Steven Nathan, the chief executive of 10X Investments, said Mboweni would have to walk a tightrope between being right and being popular. “It appears Moody’s is reluctant to drop the sword on our investment grade rating, because condemning our local government debt to junk status could flatten the rand, ignite inflation and strangle our economy. But at some point, it may have no other choice.” 

Lukman Otunuga, a research analyst at FXTM, said markets would be watching to see whether the Budget statement expressed concern over the global economic environment and impacts it could have on the South African economy.

He said the local currency was also hamstrung by the latest round of trade talks between the US and China set to resume in Washington tomorrow.
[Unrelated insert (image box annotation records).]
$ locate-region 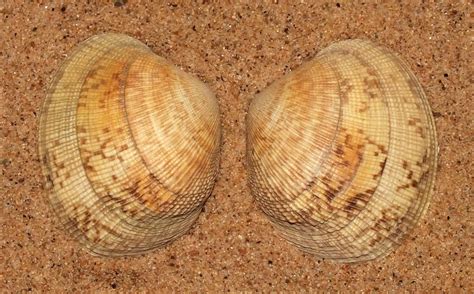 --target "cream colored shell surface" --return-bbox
[247,40,437,262]
[39,34,220,255]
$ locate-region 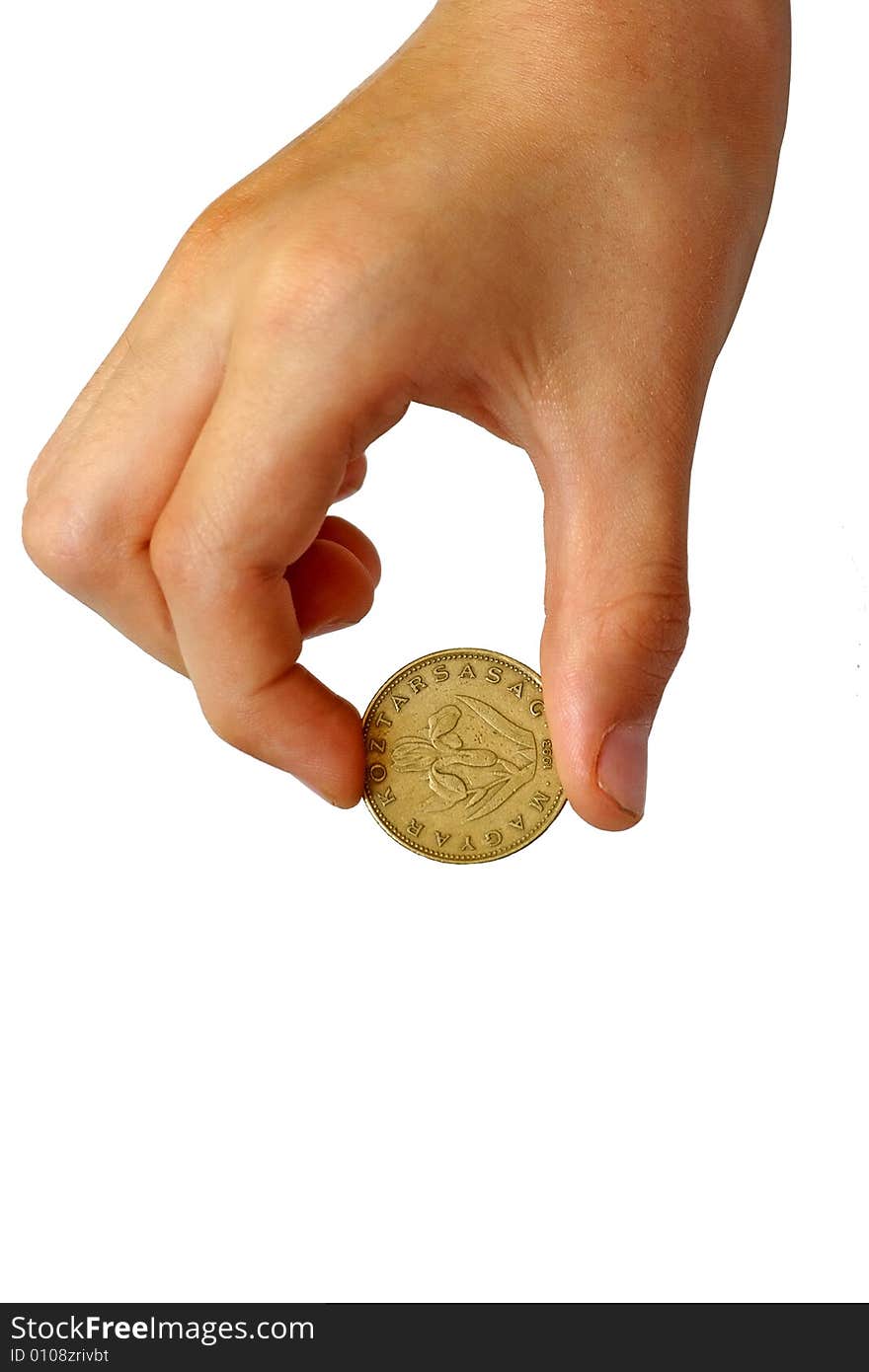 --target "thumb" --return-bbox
[535,406,694,830]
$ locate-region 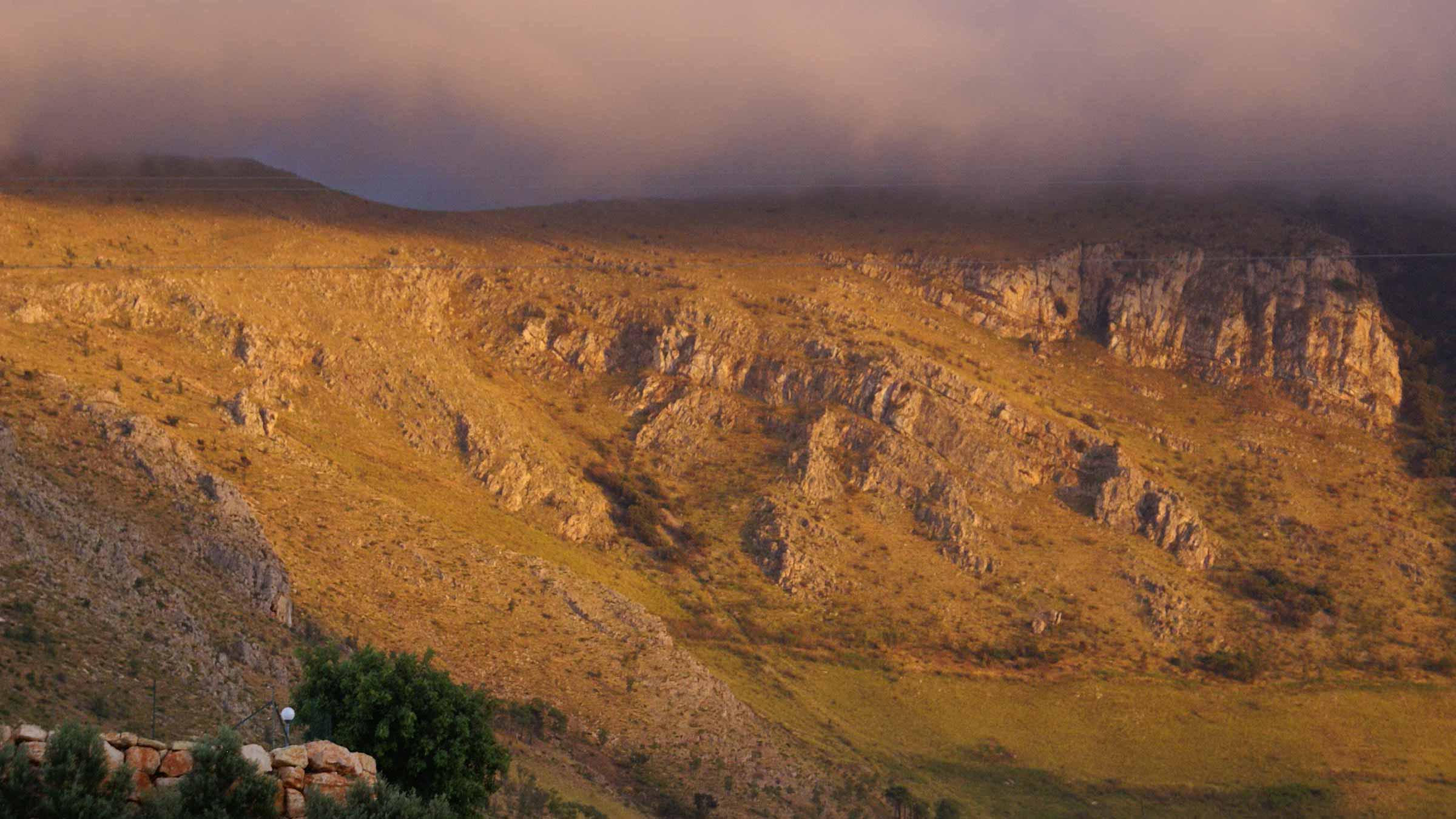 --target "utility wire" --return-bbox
[0,251,1456,271]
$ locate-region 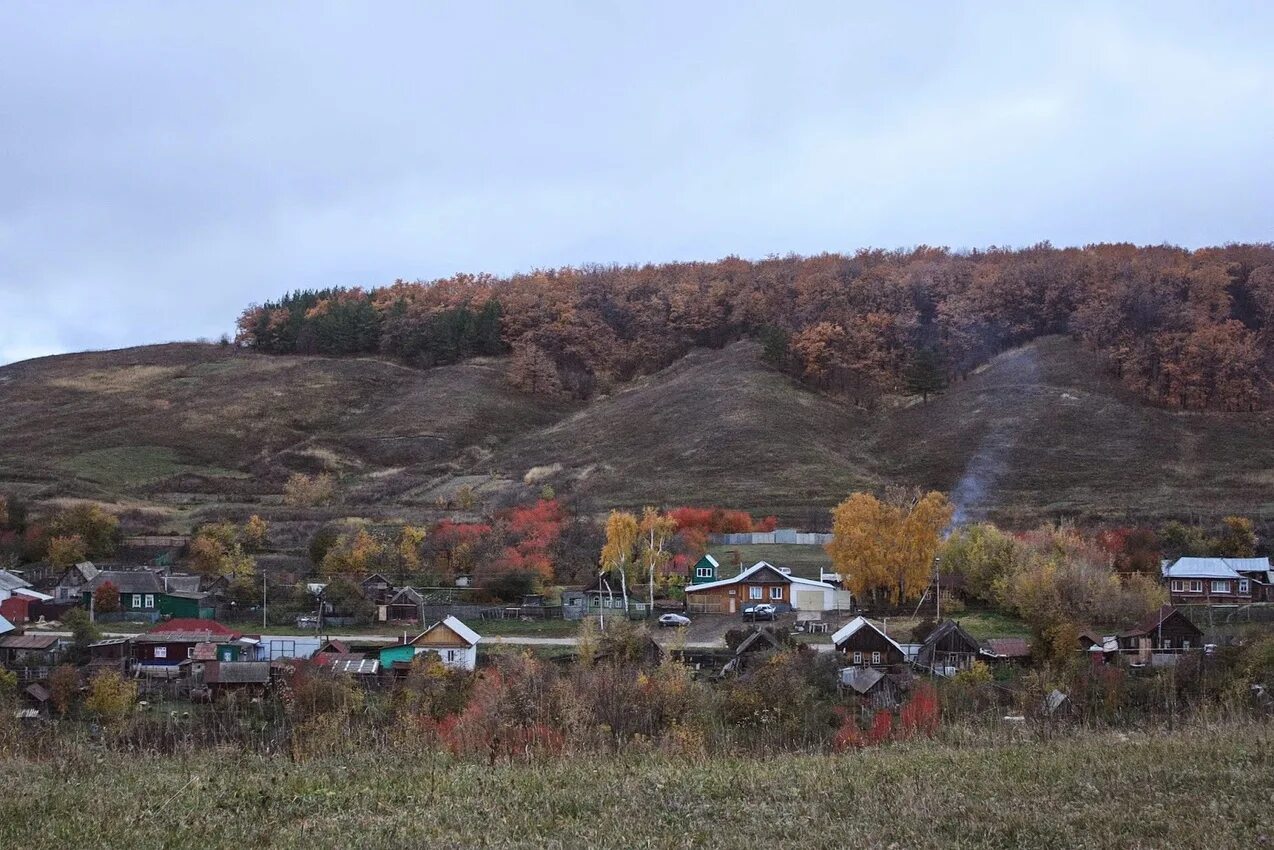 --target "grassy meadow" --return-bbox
[0,725,1274,850]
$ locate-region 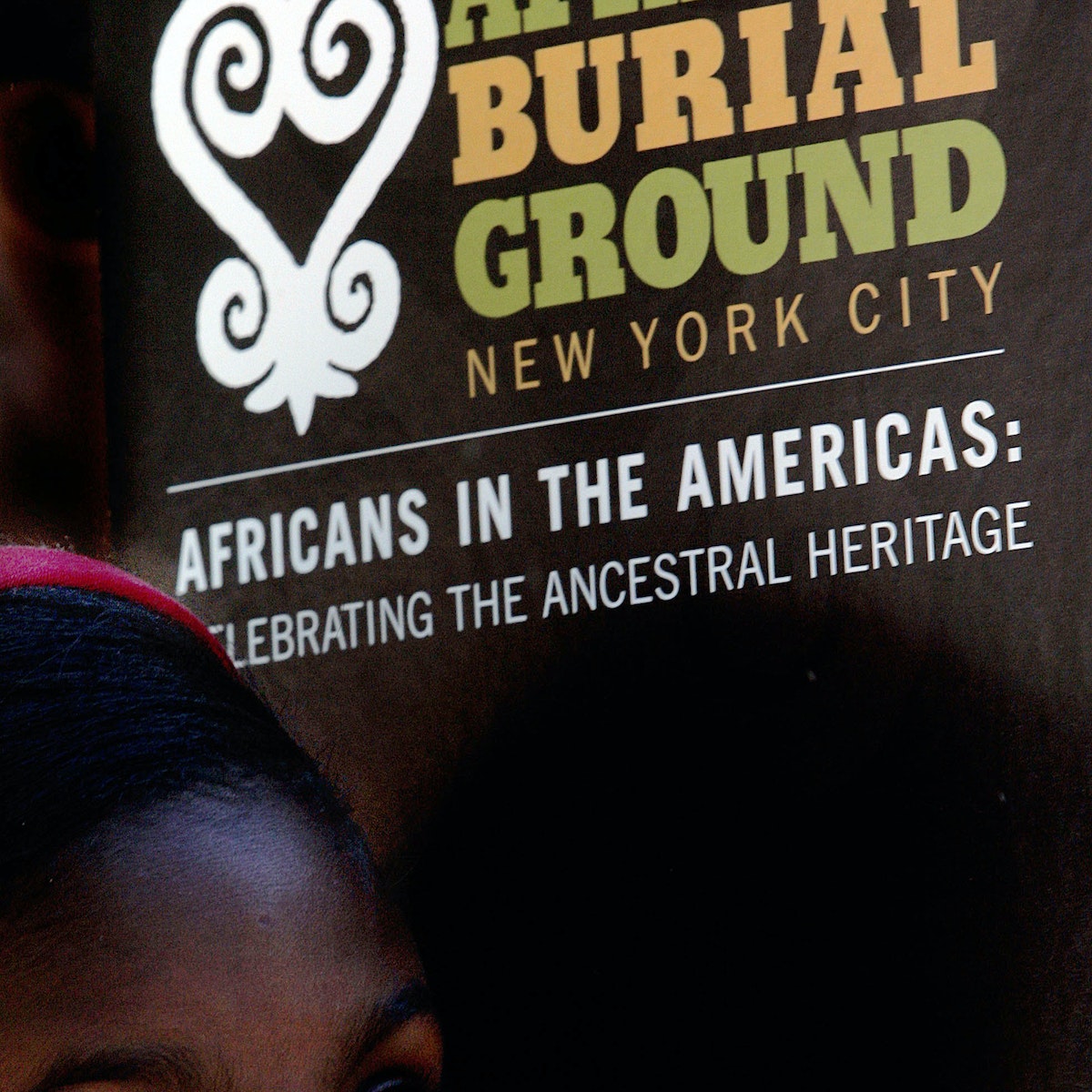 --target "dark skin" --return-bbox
[0,795,441,1092]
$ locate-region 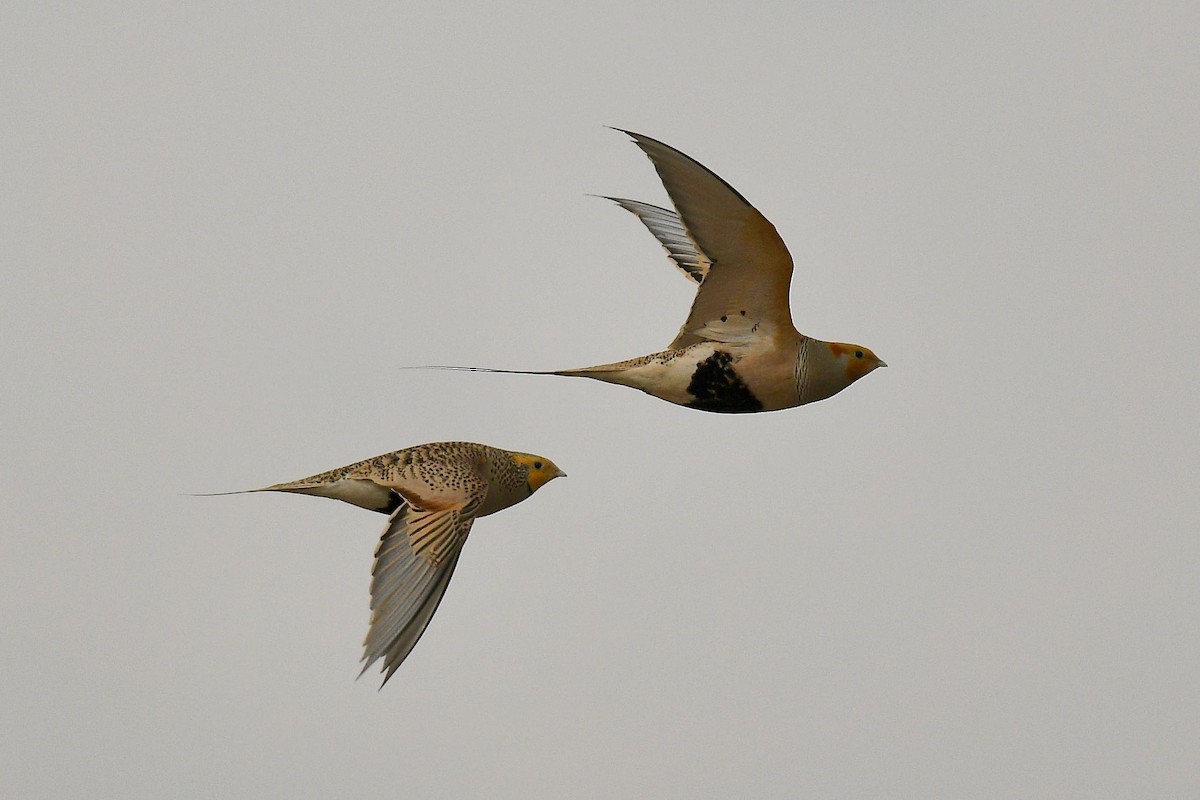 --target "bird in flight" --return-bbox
[443,131,887,414]
[205,441,566,686]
“Appetite towards the local currency and other emerging market currencies was impacted by caution ahead of the US-China trade talks in Washington this week.”

Officials from Washington and Beijing met last week in the Chinese capital for trade negotiations.

Mboweni’s frank maiden Medium-Term Budget policy statement in October showed an economy at the crossroads and facing a debt trap.

Estimates from the National Treasury at the time showed that the cost of financing the government’s debt would now exceed the budget by R7.9 billion in the 2020/21 financial year. Mboweni further warned that gross debt would only stabilise to 59.6 percent of the growth domestic product in 2024/25 against the previously projected 56.2 percent in February 2018.

Analysts expect that revenue shortfall could amount to about R5bn to R10bn in the current fiscal year.

President Cyril Ramaphosa in his State of the Nation Address earlier this month said Eskom would receive further financial support from the central government.

Allan Gray portfolio manager Sandy McGregor said that faced with sky-high debt, a stagnant economy and disappointing tax collections, South Africa was on an unsustainable fiscal path. “One of the great disappointments of 2017 and 2018 has been the economy’s failure to escape from its current stagnation despite strong synchronised global growth,” he said.

“Given that there are increasing signs that the world economy is now slowing, it is difficult to be more optimistic than the Treasury about economic growth in 2019, or to expect better than its cautious revenue projections.”